A standard hybrid that runs on petrol plus electric power, but is not plug-in, does not qualify for the electric car FBT exemption.

So yes, it may save fuel. No, it does not get the same tax love as a qualifying full EV.

2. Plug-in hybrids mostly lost the FBT exemption from 1 April 2025

This changed, and plenty of people have not caught up.

From 1 April 2025, a plug-in hybrid electric vehicle is generally no longer eligible for the electric car FBT exemption.

There is a limited grandfathering rule where a PHEV was already exempt before that date and there is a financially binding commitment that continues. So for most new arrangements now, the old PHEV tax advantage is gone.

3. There is still a car depreciation limit and GST cap

Even if the business buys an expensive EV, the tax deduction is not unlimited.

For the 2025–26 income year, the car limit for depreciation is $69,674.

That is the maximum value you can use to calculate depreciation for a car first used or leased in that year for business purposes. This is also the limit for claiming GST credits.

In plain English, buying a more expensive car does not mean you get a more exciting deduction.

The ATO has thought of that.

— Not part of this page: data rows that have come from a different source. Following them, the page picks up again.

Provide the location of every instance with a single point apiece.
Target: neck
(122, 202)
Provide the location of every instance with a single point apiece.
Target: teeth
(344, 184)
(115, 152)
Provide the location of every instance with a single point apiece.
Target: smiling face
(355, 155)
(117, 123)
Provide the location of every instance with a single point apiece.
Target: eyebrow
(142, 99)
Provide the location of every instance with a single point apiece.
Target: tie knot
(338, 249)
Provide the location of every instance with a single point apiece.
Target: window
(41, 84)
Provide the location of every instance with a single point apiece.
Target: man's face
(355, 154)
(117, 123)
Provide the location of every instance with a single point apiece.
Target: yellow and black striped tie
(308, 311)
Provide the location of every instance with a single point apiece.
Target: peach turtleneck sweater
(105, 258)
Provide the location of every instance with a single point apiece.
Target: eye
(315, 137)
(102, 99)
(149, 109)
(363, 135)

They always do.

So, what should business owners actually do?

Here’s the practical takeaway:

🔌  An EV can make excellent sense if:

  • it will be used heavily
  • charging is easy
  • the arrangement is structured properly
  • FBT exemption is available

 ⚡️ A hybrid can make sense if:

  • the client wants lower fuel costs without full EV commitment
  • long-distance driving or charging access is an issue
  • they care more about practicality than tax concessions

A plug-in hybrid is no longer the obvious tax sweet spot it once was, unless an older qualifying arrangement is already in place.

Final word

The tax rules can make an EV look very attractive. And in the right setup, it absolutely can be.

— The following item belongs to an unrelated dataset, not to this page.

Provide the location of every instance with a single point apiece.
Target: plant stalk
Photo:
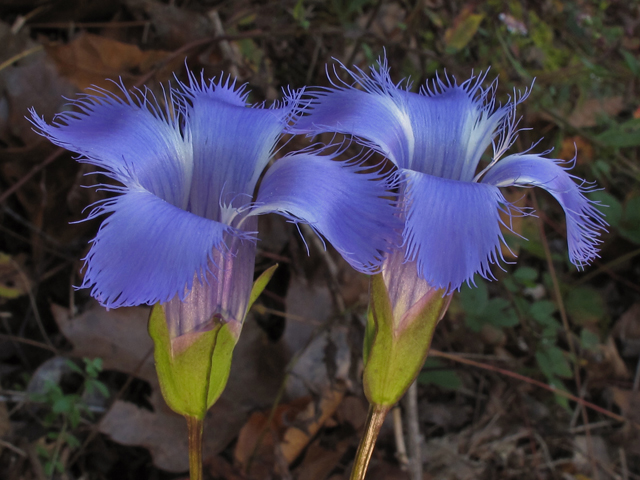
(375, 419)
(194, 426)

But this is where people get themselves into trouble.

They hear “FBT exemption” and suddenly we’re all acting like the tax office is handing out free Teslas in the car park.

It is still a car.

You still need to look at the purchase price, the LCT threshold, the depreciation limit, the GST cap, the business use, and whether the numbers actually work in real life.

The tax benefit is real. It is just not the whole story.

A good EV purchase is one where the car suits the way you drive and the tax settings stack up. 😎

Because a tax saving is great.

Buying the wrong car to get it is not.

 

– The team at PAL (making accounting slightly less boring since way back when)

Disclaimer: This article is here to give you general info only, not professional advice specific to your unique situation. While efforts are made to ensure accuracy, the content may change over time. We can’t take responsibility for any decisions based on the contents of this article, so be sure to chat with your accountant or advisor first!